Lumens are a better guide to getting the brightness you want, than Watts. But they still usually grow in proportion to each other. So between a 6W LED bulb and a 8W LED bulb, the 8W bulb should be brighter. Compare the respective lumens, too.
Back when bulbs were measured in Watts only, they were measuring power input, which made it easy to calculate e.g. your electricity bill based on how long you had the bulb on. But incandescents are really inefficient; they produce mostly (invisible) heat, which means, to me anyway, they’re more like glass bulb heaters. Remember those toy ovens for kids (Easy Bake, Holly Hobby, etc.)? They use a light bulb as a heat source.
Some light results from these bulbs, a small fraction of the input power. What you want is bright light without all that unnecessary, wasteful heat. The modern LED bulbs are moving us closer to that ideal, so much so that it’s better to use Lumens and not Watts to measure light output.
I just bought 4 of those, and put two in my bedroom fixture. And they hum. It drove me nuts and I had to replace them. You’re the third or fourth person who has recommended them to me, so I don’t know if it’s just my fixture, or I got bad bulbs, or something else.
They did look nice.
One thing to be aware of is that if you buy LEDs that let you select their color (kelvins) they often look better in the middle choices than the extreme choices – my guess is they are used multiple, um, lighting thingies, and have a higher CRI as a result.
I’m very sensitive to CRI, and I’ve liked the CREE bulbs, although they tend to fail sooner than some other brands.
I have dozens of all shapes and sizes and no hum that I have ever noticed. Is there a dimmer? I’ve had issues with bulbs humming on older dimmers that seem to have issues with the low current.
Pretty sure the Philips bulbs have two color temperature LEDs and basically dim them at different rates. I had some in outside fixtures here in the desert and after the summer all of the high color temp diodes died so the bulbs have warm light all the time.
Yes, of course they are on a dimmer.

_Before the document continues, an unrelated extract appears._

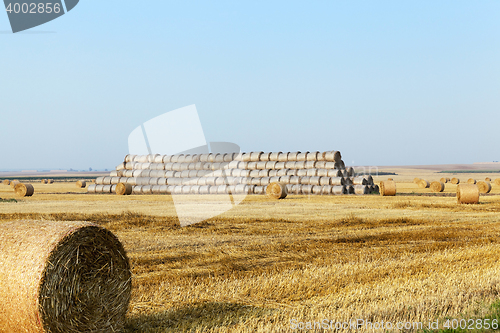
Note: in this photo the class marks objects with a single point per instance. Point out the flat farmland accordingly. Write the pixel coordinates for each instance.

I don’t understand why anyone would buy a bulb that changes color as you dim it if they didn’t intend to use it with a dimmer.
(sorry to sound cranky, but this is the third time I’ve been asked that about this story.)

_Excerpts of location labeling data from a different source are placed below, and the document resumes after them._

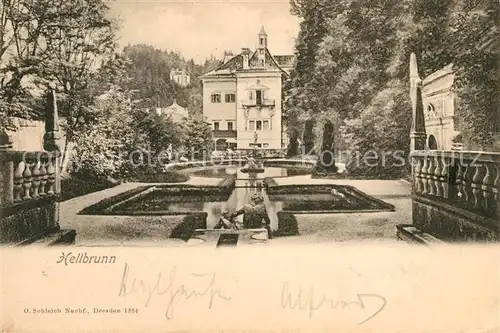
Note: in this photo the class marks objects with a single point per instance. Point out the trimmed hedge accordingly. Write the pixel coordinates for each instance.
(287, 225)
(189, 224)
(76, 186)
(148, 175)
(99, 207)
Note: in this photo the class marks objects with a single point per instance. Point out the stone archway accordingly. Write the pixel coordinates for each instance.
(326, 157)
(308, 136)
(432, 143)
(221, 144)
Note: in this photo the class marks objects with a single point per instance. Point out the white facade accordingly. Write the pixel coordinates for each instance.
(242, 99)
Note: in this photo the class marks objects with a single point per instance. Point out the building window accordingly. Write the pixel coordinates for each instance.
(259, 125)
(265, 125)
(215, 98)
(258, 96)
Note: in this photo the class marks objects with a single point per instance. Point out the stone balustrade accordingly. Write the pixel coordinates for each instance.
(468, 182)
(34, 175)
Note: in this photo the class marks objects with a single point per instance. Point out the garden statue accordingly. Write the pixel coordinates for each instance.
(252, 166)
(255, 214)
(325, 164)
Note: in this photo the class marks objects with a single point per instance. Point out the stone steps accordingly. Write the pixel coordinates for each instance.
(411, 234)
(59, 237)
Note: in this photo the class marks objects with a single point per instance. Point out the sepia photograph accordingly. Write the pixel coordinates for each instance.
(240, 136)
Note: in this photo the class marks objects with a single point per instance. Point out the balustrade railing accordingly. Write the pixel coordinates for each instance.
(466, 180)
(34, 175)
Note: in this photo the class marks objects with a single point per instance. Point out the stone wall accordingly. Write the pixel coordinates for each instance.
(29, 135)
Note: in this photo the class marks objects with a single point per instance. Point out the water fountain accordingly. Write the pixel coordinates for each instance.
(253, 166)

I, too, have dozens of LEDs in several shapes, sizes, and colors around the house, and this is the first time I’ve noticed a hum. I’ve had issues with some flickering, but not with sound.
I meant to say that I have dozens of Philips Warm-Glo bulbs in use, none of them hum. I have heard that some dimmer/bulb combinations can cause hum (I had a hum issue with a different brand years ago).
Trailing edge dimmers are good with Dimmable LEDS.
Older Leading edge dimmers flicker and hum with Dimmable LEDs. So maybe change the dimmer.
Then there is the electronics within the dimmable LEDs themselves. Some struggle to produce a smooth dimming effect with a temperature change similar to a tungsten filament.
Finding the right combination of dimmable LED bulbs and a compatible dimmer……it is a challenge. But there are some manufacturers that are better than others, but they cost more. Especially if you have a lot of decorative bulbs in your light fitting.
This retrofit corner of the LED market tends to develop quite slowly.
Various sources I’m finding online indicate that LED bulbs actually work well in cold temperatures, unlike compact fluorescent bulbs, which often struggle in the cold.